Environment Setup
Info
For the purpose of the environment normalization, we provide a simple docker image for you, which contains most of the software required by this course. We also provide a few scripts to install some optional packages.
The whole progress would seem as follow:
- Make sure you have enough resources:
- It requires at least 8GB of Physical RAM; 16GB or larger would be better
- It requires at least 15GB of hard disk storage
- Install a docker environment in the local machine
- Start Docker Service, pull images, and create an instance
- Just rock it!
- Destroy the containers and images if they are no longer needed
Warning
Since this docker image integrated many related services for the course, it requires at least 4GB RAM for this virtual machine. If you can not meet the minimum requirement, the system could randomly kill one or a few processes due to resource limitation, which causes a lot of strange errors which is even unable to reproduce.
DO NOT TRY TO DO THAT.
Instead, you can use cloud platforms such as Azure.
0. System requirements
You should have enough system resources if you plan to start a container in your local OS.

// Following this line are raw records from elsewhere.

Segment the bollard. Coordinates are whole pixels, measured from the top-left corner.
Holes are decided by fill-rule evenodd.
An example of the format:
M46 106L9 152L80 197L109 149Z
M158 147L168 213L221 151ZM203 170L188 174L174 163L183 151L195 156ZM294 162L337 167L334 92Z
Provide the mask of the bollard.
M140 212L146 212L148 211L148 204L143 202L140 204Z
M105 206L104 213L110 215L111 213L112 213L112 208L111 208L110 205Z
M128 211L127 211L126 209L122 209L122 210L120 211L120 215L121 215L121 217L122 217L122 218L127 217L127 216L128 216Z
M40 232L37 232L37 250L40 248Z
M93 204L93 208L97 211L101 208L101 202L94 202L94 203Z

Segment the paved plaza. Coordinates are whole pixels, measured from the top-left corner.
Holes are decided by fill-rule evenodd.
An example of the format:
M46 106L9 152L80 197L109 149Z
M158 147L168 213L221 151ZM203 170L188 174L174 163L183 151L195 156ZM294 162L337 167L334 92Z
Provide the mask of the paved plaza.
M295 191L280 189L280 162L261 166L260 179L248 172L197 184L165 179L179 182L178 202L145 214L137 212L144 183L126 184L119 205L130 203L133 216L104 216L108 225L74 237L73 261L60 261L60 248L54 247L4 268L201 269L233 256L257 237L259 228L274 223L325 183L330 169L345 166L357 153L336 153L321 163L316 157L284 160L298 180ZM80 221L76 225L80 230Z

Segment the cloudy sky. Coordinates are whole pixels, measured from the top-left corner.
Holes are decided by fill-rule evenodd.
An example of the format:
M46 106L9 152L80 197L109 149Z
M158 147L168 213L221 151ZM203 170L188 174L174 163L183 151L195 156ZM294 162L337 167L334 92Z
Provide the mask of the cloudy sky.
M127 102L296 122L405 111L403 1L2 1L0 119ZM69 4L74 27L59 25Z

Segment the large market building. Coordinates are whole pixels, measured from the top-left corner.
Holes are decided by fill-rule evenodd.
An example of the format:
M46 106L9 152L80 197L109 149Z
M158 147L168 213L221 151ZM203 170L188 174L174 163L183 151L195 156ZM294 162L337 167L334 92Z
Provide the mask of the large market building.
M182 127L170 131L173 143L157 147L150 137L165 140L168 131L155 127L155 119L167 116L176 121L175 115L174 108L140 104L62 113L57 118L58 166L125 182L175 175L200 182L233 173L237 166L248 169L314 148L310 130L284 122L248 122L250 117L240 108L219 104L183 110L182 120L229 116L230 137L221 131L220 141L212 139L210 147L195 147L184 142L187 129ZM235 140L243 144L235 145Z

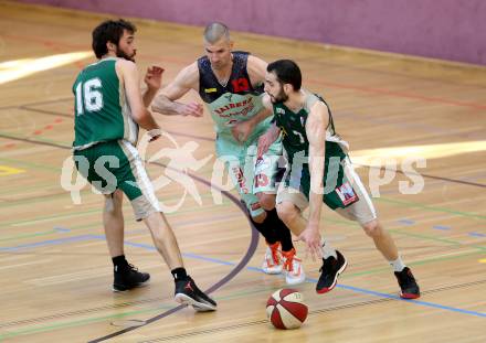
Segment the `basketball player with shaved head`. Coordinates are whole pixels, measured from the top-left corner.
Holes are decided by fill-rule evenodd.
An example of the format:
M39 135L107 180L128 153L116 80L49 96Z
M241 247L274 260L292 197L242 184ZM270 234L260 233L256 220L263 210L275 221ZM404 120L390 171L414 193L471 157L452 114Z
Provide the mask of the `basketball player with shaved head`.
M156 96L151 109L201 117L200 104L177 101L190 89L199 93L215 124L218 158L225 162L254 226L265 237L263 271L283 272L288 285L304 282L290 232L275 210L282 141L274 141L265 154L256 157L258 137L272 120L271 111L262 105L267 64L247 52L232 51L234 43L223 23L205 28L203 44L205 55L180 71Z

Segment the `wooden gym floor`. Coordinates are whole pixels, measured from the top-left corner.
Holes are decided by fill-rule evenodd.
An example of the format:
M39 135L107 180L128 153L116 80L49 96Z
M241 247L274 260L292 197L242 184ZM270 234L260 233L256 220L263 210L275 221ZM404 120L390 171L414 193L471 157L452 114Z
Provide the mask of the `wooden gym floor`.
M188 194L168 218L188 269L213 290L219 310L198 314L177 307L169 270L128 202L126 255L151 274L151 285L110 291L102 197L85 187L77 205L61 186L73 139L71 86L93 61L91 31L102 19L0 0L0 341L486 341L484 67L234 33L237 50L300 64L304 86L330 104L366 184L379 170L370 157L397 158L400 170L405 157L426 159L426 168L414 165L422 192L401 194L399 182L410 179L399 173L374 197L422 298L398 299L391 269L372 242L326 210L324 232L349 267L338 287L320 296L314 291L319 264L306 259L308 281L298 289L309 318L299 330L284 332L266 321L265 303L285 282L260 270L264 244L252 234L234 190L214 203L208 186L213 158L189 170L202 204ZM203 53L200 28L136 23L140 71L161 65L165 83ZM214 153L209 116L157 118L169 135L152 152L193 141L197 160ZM414 150L400 149L408 147ZM159 162L148 165L152 179L165 173L168 161ZM183 187L172 182L158 196L175 206ZM304 251L302 244L297 248Z

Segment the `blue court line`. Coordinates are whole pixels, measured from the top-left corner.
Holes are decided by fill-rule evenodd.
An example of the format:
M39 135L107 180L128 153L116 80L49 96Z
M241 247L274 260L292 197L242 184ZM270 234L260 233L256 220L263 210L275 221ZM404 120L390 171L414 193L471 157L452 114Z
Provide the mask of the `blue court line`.
M475 233L469 233L469 234L475 234ZM484 236L486 236L486 235L484 235ZM102 240L105 240L105 236L104 235L81 235L81 236L59 238L59 239L49 239L49 240L43 240L43 242L38 242L38 243L32 243L32 244L24 244L24 245L13 246L13 247L0 247L0 250L3 250L3 251L15 251L15 250L27 249L27 248L35 248L35 247L41 247L41 246L59 245L59 244L64 244L64 243L82 242L82 240L89 240L89 239L102 239ZM127 242L127 240L125 240L125 244L128 245L128 246L142 248L142 249L146 249L146 250L151 250L151 251L156 250L156 247L152 246L152 245L149 245L149 244L134 243L134 242ZM222 259L209 258L209 257L204 257L204 256L200 256L200 255L196 255L196 254L190 254L190 253L186 253L186 254L182 254L182 255L184 257L200 259L200 260L205 260L205 261L211 261L211 262L215 262L215 264L220 264L220 265L234 266L234 262L225 261L225 260L222 260ZM257 268L257 267L250 267L249 266L245 269L252 270L252 271L263 272L263 270L261 268ZM313 278L306 278L306 281L313 282L313 283L317 283L317 279L313 279ZM430 307L430 308L446 310L446 311L462 313L462 314L469 314L469 315L486 318L486 313L483 313L483 312L463 310L463 309L457 309L457 308L453 308L453 307L447 307L447 306L443 306L443 304L439 304L439 303L433 303L433 302L427 302L427 301L422 301L422 300L416 300L416 299L414 299L414 300L402 299L402 298L400 298L398 296L393 296L393 294L389 294L389 293L382 293L382 292L377 292L377 291L373 291L373 290L369 290L369 289L364 289L364 288L358 288L358 287L342 285L342 283L336 285L336 287L342 288L342 289L346 289L346 290L350 290L350 291L355 291L355 292L358 292L358 293L364 293L364 294L370 294L370 296L379 297L379 298L387 298L387 299L406 301L406 302L419 304L419 306L423 306L423 307Z

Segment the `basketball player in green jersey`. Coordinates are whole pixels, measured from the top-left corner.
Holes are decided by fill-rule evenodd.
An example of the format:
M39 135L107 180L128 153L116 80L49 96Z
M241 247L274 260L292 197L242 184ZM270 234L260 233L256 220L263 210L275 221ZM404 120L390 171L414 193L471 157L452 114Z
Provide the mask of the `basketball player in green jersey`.
M321 240L320 210L324 202L340 215L358 222L398 278L401 297L420 297L415 279L399 256L390 234L381 226L367 190L348 158L348 143L335 131L331 112L323 98L300 88L300 69L293 61L268 64L264 104L274 110L275 125L258 142L258 154L283 136L288 164L278 189L278 216L304 240L308 250L323 257L318 293L330 291L347 260ZM308 219L302 212L309 206Z
M199 93L215 124L218 158L225 161L254 226L267 243L263 271L283 271L288 285L297 285L305 281L305 272L295 256L290 232L275 210L281 141L274 142L266 154L256 159L257 139L271 121L271 118L258 119L270 112L262 106L266 63L249 53L232 52L232 47L228 26L209 24L204 30L205 56L184 67L158 94L152 110L200 117L201 105L176 101L190 89Z
M160 213L154 187L135 148L138 128L159 129L146 106L161 84L161 68L150 68L148 89L139 89L134 63L136 28L124 20L105 21L93 31L93 51L98 62L86 66L73 85L75 95L73 142L80 173L105 195L103 222L114 260L114 290L142 286L149 275L137 271L123 255L123 193L129 199L137 221L144 221L154 244L170 268L176 282L175 299L197 311L213 311L214 300L198 289L182 264L176 236ZM158 133L151 133L152 140Z

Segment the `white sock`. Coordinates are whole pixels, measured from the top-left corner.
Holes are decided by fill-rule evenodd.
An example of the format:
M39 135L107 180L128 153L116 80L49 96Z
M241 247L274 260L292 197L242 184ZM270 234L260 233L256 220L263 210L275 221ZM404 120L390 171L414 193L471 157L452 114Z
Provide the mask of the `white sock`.
M402 261L402 258L399 256L395 260L389 261L390 266L393 268L393 271L402 271L405 268L405 264Z
M336 250L330 246L329 242L323 240L320 242L320 245L323 246L323 258L329 258L329 257L334 257L334 258L338 258L338 255L336 254Z

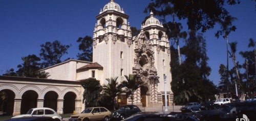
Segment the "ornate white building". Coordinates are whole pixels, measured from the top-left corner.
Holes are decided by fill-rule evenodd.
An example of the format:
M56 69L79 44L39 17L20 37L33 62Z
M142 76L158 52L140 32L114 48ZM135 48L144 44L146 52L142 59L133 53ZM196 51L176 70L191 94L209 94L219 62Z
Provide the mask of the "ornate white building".
M164 105L164 75L167 77L167 104L173 103L166 29L152 12L150 15L139 34L132 37L129 16L115 1L110 0L96 17L93 62L71 59L41 70L50 73L48 79L0 76L0 92L11 95L9 103L14 109L10 113L24 113L27 109L25 107L50 107L59 113L70 113L73 109L80 112L84 108L80 80L93 77L103 85L107 83L106 78L118 77L121 82L125 80L124 75L130 74L137 74L146 83L136 91L134 104ZM33 99L26 99L28 94ZM117 99L119 105L131 103L129 98Z

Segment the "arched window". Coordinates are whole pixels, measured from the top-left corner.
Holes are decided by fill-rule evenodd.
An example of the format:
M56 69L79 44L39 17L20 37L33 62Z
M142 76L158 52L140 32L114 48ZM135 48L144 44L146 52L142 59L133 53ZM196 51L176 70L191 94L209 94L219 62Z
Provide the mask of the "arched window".
M122 28L122 24L123 23L123 20L120 17L116 19L116 27L119 29Z
M158 40L161 40L162 37L163 37L163 33L159 31L159 32L158 32Z

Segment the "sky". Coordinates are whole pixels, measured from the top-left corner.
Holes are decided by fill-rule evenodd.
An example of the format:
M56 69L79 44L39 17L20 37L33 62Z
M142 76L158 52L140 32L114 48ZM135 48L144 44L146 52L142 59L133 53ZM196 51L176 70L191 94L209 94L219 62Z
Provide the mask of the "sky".
M249 39L256 41L256 8L254 1L241 1L239 5L226 6L230 14L237 18L234 21L235 32L228 37L229 42L237 41L237 60L244 63L239 52L251 50ZM132 26L139 29L141 22L149 13L143 11L151 0L116 0L125 14ZM0 75L11 68L17 71L23 63L22 57L29 54L39 56L41 44L46 42L60 41L72 46L68 54L61 58L77 59L79 37L92 36L97 22L95 17L109 0L0 0ZM176 20L179 21L179 20ZM180 21L181 22L184 21ZM186 25L183 25L183 26ZM208 66L211 68L209 79L218 85L218 72L221 64L226 65L226 40L217 38L218 26L204 33L207 42ZM183 31L187 31L185 28ZM180 46L184 45L181 41ZM229 69L233 66L229 58ZM241 70L243 72L244 70Z

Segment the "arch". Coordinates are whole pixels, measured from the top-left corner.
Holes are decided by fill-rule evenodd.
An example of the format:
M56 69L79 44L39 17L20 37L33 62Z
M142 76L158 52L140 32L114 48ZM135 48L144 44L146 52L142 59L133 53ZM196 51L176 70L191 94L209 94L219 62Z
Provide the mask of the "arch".
M99 22L99 29L103 29L104 28L106 27L106 20L105 18L102 18L100 22Z
M122 26L123 23L123 20L121 17L118 17L116 19L116 27L119 29L123 28Z
M12 90L4 89L0 90L0 111L3 111L5 115L12 115L15 96Z
M51 90L47 92L44 97L44 107L51 108L56 111L58 97L58 94L54 91Z
M72 113L75 110L76 94L72 92L67 93L64 96L64 102L63 104L63 112L64 113Z
M33 90L25 92L22 97L20 114L26 114L30 108L36 108L37 105L37 99L38 94Z
M163 37L163 34L161 31L158 32L158 40L162 40L162 37Z
M146 32L145 32L144 34L145 34L145 35L146 35L146 38L147 39L147 40L150 40L150 33L148 33L148 32L147 32L147 31L146 31Z

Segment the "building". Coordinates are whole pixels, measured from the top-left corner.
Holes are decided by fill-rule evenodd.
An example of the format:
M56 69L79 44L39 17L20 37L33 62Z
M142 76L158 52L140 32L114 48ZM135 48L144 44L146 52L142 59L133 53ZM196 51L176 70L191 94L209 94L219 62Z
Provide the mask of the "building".
M104 6L96 18L93 62L71 59L41 70L50 73L48 79L0 77L3 82L0 91L12 94L14 115L26 110L23 102L28 97L24 96L26 92L34 96L33 100L27 101L29 104L24 103L28 107L48 106L62 113L71 112L67 108L71 106L69 108L80 112L84 108L83 90L77 83L80 80L93 77L103 85L106 84L106 78L118 77L120 82L125 80L124 75L130 74L137 74L146 84L136 91L134 104L162 106L164 75L167 77L167 104L173 103L169 43L166 29L153 13L134 37L127 22L128 15L114 0ZM130 99L117 99L119 104L131 103ZM67 105L67 102L73 104ZM30 106L31 104L34 104Z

You need to reserve at least 4 GB RAM for Docker and some extra memory for the host machine. However, you can still start all the Hadoop-related services except Zeppelin, even if you only reserve 4GB for the virtual machine.
1. Install Docker
Docker is a software providing operating-system-level virtualization, also known as containers, promoted by the company Docker, Inc.. Docker uses the resource isolation features of the Linux kernel such as cgroups and kernel namespaces, and a union-capable file system such as OverlayFS and others to allow independent "containers" to run within a single Linux instance, avoiding the overhead of starting and maintaining virtual machines (VMs). (from Wikipedia) Basically, you can treat docker as a lightweight virtual machine with pretty high performance.
The installation instructions for different operating systems are provided in the links below. You can also check the official documentation here to get the latest news and detailed explanations.
Once the docker is installed, you can start your docker services and launch your docker container using the following commands:
docker # a tool to control docker
2. Run Docker image
2.1. Start the container
The command to start the container used in the following tutorials is:
docker run -it --privileged=true \
--cap-add=SYS_ADMIN \
-m 8192m -h bootcamp.local \
--name bigbox -p 2222:22 -p 9530:9530 -p 8888:8888\
-v /:/mnt/host \
sunlab/bigbox:latest \
/bin/bash
It may take a while for the system to download and extract the container.
In general, the syntax of docker run
is
docker run [options] image[:tag|@digest] [command] [args]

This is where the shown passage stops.